Thursday, September 27, 2007

It's the Economy, Stupid (Redux)

The conventional wisdom holds that the Iraq war, because it's the "biggest issue" now, will be the lead issue in the 2008 elections. At least one poll disagrees, saying that "the overall care and resources devoted to children" and "the quality of a public school education" could be (or should be) the focus of the candidates.

In any other year, such issues might stay in the foreground. For most Americans, however, Iraq is already a sideshow that in no way affects them directly, and "the care of children" is too nebulous an issue to inflame the passions of voters. (Which candidate is "against" the care of children? For that matter, which children welfare proposals are the best or most urgent?)

Instead, it is becoming clearer each day that the issue that there will be one issue on the mind of every American come next July: the economy.

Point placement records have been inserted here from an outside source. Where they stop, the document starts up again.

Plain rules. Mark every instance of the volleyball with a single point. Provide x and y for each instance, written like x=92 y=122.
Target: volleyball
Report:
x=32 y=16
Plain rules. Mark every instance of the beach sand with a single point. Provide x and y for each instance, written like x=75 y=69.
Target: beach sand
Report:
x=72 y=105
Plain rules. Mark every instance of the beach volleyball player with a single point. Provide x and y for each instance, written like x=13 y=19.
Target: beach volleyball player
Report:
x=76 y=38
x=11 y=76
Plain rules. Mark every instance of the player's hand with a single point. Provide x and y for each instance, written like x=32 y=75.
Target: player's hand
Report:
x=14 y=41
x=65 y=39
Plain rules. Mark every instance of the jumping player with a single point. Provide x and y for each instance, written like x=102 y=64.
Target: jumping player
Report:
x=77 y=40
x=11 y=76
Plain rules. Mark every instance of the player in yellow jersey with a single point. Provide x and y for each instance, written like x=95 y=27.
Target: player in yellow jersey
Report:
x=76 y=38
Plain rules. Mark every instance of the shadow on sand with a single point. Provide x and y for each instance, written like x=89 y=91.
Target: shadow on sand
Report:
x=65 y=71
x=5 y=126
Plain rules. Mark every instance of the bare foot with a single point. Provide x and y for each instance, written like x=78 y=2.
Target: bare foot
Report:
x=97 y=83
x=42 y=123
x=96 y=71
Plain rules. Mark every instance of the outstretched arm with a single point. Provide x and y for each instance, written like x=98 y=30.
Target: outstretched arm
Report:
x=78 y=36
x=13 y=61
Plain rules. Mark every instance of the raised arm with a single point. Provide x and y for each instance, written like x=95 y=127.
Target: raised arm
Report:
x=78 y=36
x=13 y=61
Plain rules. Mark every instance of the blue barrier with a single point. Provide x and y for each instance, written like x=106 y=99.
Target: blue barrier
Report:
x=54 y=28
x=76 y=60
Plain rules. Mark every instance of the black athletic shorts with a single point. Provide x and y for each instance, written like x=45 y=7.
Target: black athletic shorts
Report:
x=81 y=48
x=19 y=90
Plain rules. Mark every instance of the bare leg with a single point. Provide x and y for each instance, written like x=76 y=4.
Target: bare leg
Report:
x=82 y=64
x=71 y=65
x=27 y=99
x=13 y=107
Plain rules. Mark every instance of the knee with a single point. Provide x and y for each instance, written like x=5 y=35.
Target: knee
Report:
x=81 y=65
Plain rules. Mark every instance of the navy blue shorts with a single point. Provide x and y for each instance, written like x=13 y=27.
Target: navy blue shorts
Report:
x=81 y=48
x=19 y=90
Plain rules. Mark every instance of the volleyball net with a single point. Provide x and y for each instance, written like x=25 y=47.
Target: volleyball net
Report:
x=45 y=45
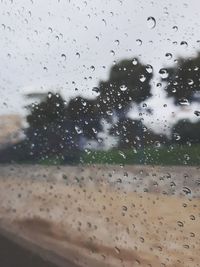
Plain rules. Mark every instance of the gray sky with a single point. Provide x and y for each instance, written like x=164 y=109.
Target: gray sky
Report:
x=35 y=36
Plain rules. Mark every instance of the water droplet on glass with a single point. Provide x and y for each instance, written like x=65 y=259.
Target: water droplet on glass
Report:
x=175 y=28
x=123 y=88
x=112 y=52
x=197 y=113
x=78 y=55
x=180 y=224
x=117 y=250
x=184 y=102
x=63 y=56
x=134 y=61
x=168 y=55
x=96 y=90
x=78 y=130
x=142 y=78
x=92 y=68
x=163 y=73
x=151 y=21
x=190 y=82
x=139 y=42
x=187 y=190
x=184 y=44
x=149 y=68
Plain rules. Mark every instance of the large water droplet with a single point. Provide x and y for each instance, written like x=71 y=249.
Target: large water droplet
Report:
x=142 y=78
x=149 y=68
x=139 y=42
x=135 y=62
x=197 y=113
x=151 y=21
x=184 y=44
x=123 y=88
x=163 y=73
x=168 y=55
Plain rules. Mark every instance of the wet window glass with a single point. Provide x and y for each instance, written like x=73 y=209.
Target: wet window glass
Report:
x=99 y=133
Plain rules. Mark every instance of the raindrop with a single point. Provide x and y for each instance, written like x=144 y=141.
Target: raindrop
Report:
x=123 y=88
x=134 y=61
x=109 y=113
x=63 y=56
x=184 y=44
x=184 y=102
x=149 y=68
x=187 y=190
x=92 y=68
x=78 y=130
x=190 y=82
x=168 y=55
x=175 y=28
x=163 y=73
x=151 y=22
x=96 y=90
x=180 y=224
x=124 y=208
x=142 y=78
x=104 y=21
x=117 y=250
x=112 y=52
x=139 y=42
x=197 y=113
x=78 y=54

Calculated Risk has a chart showing the strong historical correlation between dropping home sales and recessions--and it seems clear we're on the edge of a big one. In addition, by next summer, a devastating number of adjustable-rate mortgages will reset (almost twice as much as the amount that caused fainting spells on Wall Street last month), foreclosures will shatter new records, and the current mortgage/credit crisis will be a fond memory. Complicating matters will be the price of energy. And a severe downturn in the economy often leads to an increase in violent crime, a hint of which we're already seeing.

Nouriel Roubini, one of the doomsayers who had been warning of the current debacle for some time, has changed his tone again, saying that his previous forecasts were too "optimistic":
With lower home prices, lower home equity withdrawal, a credit crunch in mortgage and consumer credit markets, high oil and gasoline prices, falling employment, lower consumer confidence, the savings-less and debt-burdened US consumer – that spent well above its means for years – is now on the ropes and at the tipping point.

Iraq will still be on the radar, but the average American will be spending far more time worrying about how to pay the monthly bills. And traditionally, when that happens, the party in power gets the blame. The election in 2008 could turn out to be a replay not of 2006 but of 1992.